US tariffs on Mexico will also harm Europe
There is little known how the EU would react to US tariffs on European goods. During the last Trump administration, the EU first reacted with direct retaliation on US tariffs on European aluminium and steel and was later able to prevent a tariff escalation by threatening to impose tariffs on Levi’s jeans and Jack Daniels. Also, the EU promised the US administration to purchase more US LNG and soybeans. A similar strategy looks possible this time around. The EU could, for example, offer to buy more US LNG or military equipment. However, the overarching question remains how transactional president Trump’s approach to tariffs in his second term in office will really be.

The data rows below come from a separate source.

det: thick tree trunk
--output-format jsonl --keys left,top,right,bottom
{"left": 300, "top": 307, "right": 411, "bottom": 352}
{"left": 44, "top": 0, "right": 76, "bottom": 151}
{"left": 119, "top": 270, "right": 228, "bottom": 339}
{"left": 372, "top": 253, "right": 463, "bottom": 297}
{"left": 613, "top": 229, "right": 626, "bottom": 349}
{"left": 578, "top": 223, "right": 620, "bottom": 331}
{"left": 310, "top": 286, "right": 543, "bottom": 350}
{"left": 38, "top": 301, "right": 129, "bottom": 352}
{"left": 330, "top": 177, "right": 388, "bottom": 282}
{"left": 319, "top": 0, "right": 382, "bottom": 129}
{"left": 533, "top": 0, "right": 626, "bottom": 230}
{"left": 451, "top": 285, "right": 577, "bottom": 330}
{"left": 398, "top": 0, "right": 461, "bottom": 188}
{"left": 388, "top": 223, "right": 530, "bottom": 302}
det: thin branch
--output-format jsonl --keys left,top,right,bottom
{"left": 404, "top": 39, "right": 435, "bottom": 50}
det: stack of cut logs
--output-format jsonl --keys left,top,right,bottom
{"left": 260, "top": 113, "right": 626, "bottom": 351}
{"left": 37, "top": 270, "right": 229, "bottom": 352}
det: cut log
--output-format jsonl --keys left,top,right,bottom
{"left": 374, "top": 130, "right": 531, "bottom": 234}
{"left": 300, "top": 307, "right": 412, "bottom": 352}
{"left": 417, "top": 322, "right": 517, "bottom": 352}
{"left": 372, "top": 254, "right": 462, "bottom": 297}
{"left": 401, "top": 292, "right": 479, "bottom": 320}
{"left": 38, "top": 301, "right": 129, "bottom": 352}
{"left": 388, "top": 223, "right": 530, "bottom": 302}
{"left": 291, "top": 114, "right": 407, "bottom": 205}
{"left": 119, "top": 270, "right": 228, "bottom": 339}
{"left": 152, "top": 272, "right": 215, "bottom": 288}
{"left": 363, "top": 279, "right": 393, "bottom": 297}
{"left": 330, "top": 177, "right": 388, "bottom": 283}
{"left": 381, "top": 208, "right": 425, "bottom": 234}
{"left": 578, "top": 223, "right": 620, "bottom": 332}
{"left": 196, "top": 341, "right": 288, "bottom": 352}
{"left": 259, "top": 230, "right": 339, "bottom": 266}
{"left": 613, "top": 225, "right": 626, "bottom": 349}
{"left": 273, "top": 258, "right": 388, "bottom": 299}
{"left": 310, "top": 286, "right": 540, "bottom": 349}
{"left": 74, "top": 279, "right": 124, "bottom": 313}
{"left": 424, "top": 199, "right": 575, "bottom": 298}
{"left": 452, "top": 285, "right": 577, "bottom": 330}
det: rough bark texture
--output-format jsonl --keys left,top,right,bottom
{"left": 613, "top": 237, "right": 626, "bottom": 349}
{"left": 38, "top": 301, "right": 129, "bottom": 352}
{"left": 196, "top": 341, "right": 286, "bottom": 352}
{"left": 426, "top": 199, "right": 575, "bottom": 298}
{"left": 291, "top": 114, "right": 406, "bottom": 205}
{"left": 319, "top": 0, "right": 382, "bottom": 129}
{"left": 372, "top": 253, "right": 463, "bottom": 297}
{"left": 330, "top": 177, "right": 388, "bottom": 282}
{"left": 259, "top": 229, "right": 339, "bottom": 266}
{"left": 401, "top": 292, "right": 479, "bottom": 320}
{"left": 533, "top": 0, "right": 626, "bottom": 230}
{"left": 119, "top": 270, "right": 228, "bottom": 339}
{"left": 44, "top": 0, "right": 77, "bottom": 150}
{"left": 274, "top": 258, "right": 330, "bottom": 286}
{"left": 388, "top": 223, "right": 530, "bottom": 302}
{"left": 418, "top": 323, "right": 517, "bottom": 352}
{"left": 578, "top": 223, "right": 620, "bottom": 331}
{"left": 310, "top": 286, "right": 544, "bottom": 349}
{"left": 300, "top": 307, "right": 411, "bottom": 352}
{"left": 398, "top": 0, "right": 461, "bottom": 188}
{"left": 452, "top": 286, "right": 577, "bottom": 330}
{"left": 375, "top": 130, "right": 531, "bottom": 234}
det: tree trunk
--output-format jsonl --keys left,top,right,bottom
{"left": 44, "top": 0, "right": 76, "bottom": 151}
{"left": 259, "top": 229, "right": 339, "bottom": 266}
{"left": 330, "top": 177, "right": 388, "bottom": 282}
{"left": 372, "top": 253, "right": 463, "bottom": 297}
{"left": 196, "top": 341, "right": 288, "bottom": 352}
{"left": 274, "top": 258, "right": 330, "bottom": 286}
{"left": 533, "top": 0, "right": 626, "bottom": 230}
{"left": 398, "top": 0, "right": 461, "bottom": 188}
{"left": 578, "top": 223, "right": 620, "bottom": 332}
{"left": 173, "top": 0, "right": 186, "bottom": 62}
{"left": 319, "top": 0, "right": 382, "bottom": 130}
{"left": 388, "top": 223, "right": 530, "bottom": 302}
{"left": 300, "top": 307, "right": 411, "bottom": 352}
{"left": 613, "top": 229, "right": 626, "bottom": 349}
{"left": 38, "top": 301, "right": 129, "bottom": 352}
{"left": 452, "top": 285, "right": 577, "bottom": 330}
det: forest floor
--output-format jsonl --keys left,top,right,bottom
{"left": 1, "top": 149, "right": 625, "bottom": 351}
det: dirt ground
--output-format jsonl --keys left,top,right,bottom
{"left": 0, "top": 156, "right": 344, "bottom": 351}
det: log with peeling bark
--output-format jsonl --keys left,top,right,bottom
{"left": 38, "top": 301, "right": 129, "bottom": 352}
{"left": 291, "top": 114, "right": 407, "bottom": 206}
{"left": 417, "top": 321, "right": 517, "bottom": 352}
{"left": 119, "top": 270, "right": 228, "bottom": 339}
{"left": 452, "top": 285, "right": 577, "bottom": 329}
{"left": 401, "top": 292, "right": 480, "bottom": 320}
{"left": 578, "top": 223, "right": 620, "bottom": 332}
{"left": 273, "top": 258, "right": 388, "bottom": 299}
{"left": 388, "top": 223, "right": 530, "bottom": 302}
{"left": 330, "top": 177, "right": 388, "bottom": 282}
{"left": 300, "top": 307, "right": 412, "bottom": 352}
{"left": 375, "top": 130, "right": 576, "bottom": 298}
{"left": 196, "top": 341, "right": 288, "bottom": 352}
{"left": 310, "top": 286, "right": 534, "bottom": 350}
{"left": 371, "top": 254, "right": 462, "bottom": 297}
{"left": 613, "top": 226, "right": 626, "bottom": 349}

Trade war is a lose-lose situation
The US administration’s first move on tariffs does not only stress the determination to use tariffs as a main instrument in foreign policy but it also marks a complete overhaul of trade as we know it, clearly breaching existing trade agreements like the United States-Mexico-Canada Agreement (USMCA) and World Trade Organization (WTO) rules. If really implemented, the announced tariffs are of a very different nature than the tariffs during Trump’s first term in office. Targeting three of the US most important trading partners, with the fourth to follow soon, at the same time is a very different beast. If Mexico, Canada and China push through with the announced retaliation, the global economy would see an unprecedented escalation of trade tensions. During Trump’s first term in office, tariffs and trade tensions brought attention to the more general topic of the advantages but also disadvantages of globalisation. Globalisation has not only seen winners but also losers. This time around, it is hard to see how an escalation of trade tensions can do any good, to anyone. At least over the longer run. Economically speaking, escalating trade tensions are a lose-lose situation for all countries involved.